Sitsit tells Laurentia that his tribe is happily settled on Obbo 4.
Why would he lie?

Laurentia is not pleased when she is ordered to take Tony and Bea to visit the tribe which has recently moved from Junic 6 to Obbo 4.  She is even less pleased when they go to Obbo 4, and get a rude welcome from Sitsit, the tribe’s young chief.  Tony senses the bitterness in Sitsit’s mind, and goes back later to find out the reason.

Length : 8 700 words.




“Open.” The transporter door slid aside. The Bean and I went out onto the planet Delve 12 – into a long corridor with bays containing the doors of the transporters that led to other planets. Travellers of different shapes, sizes and colours hustled past.

I started along the corridor. “Now where’s the Obbo 4 transporter?”

“No, Tony,” said the Bean. “We can’t go to Obbo 4 without telling Laurentia.”

“Why? D’you want another telling-off?”

“No, Tony. Laurentia is the official Guardian of that tribe. We can’t visit them without….”
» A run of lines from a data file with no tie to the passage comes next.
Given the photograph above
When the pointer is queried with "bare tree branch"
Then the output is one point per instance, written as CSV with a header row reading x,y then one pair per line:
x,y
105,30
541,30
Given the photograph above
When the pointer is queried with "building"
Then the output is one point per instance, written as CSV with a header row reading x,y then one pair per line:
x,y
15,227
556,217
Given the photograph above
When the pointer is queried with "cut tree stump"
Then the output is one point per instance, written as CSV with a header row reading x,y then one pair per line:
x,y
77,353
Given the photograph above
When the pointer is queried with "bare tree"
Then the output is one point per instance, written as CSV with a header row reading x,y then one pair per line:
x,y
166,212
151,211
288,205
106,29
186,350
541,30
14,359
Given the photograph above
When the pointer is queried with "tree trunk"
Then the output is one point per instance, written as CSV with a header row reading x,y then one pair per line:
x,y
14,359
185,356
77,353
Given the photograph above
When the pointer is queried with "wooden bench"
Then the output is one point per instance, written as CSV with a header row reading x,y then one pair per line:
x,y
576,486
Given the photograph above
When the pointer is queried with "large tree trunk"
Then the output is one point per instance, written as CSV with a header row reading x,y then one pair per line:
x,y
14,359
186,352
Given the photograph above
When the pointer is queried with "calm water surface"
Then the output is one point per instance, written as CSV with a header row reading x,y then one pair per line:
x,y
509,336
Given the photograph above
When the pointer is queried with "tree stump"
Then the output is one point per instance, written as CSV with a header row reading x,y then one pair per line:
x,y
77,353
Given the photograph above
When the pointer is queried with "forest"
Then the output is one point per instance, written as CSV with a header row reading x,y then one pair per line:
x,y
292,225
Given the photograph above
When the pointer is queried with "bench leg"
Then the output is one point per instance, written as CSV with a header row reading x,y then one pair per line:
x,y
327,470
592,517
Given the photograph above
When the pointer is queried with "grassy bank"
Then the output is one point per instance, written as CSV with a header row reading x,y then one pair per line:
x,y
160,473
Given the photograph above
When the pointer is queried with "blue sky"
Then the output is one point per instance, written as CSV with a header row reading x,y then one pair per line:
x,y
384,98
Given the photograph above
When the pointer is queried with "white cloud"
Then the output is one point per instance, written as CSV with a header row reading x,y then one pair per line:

“You again! I have been watching for you!” This could only be Laurentia, barging through the crowds towards us. She was a small, round-faced woman, old enough to be a homely mum in a telly ad, but she didn’t have the face for that. It reminded me of my mum on a not-pleased-with-Tony day. Her uniform, like a grey tracksuit, had purple bands round the chest and cuffs, showing she was an Administrator of the Galactic Federation.

The Bean squeezed my arm – warning me not to get steamed up. She needn’t’ve bothered. She and I are agents of the Federation – Troubleshooters – and we had permission to go to Obbo 4. Laurentia was on a loser here. I was going to enjoy seeing the Bean telling her so.

Laurentia stood in front of the Bean, with her hands on her hips, and her eyes gleaming. “Where do you think you are going?” Young people from Earth can sense the minds of people from other planets. Laurentia’s mind signal was weak, but her anger was so strong I sensed it.

“Obbo 4,” answered the Bean. “Didn’t you get the message from Obsidian?”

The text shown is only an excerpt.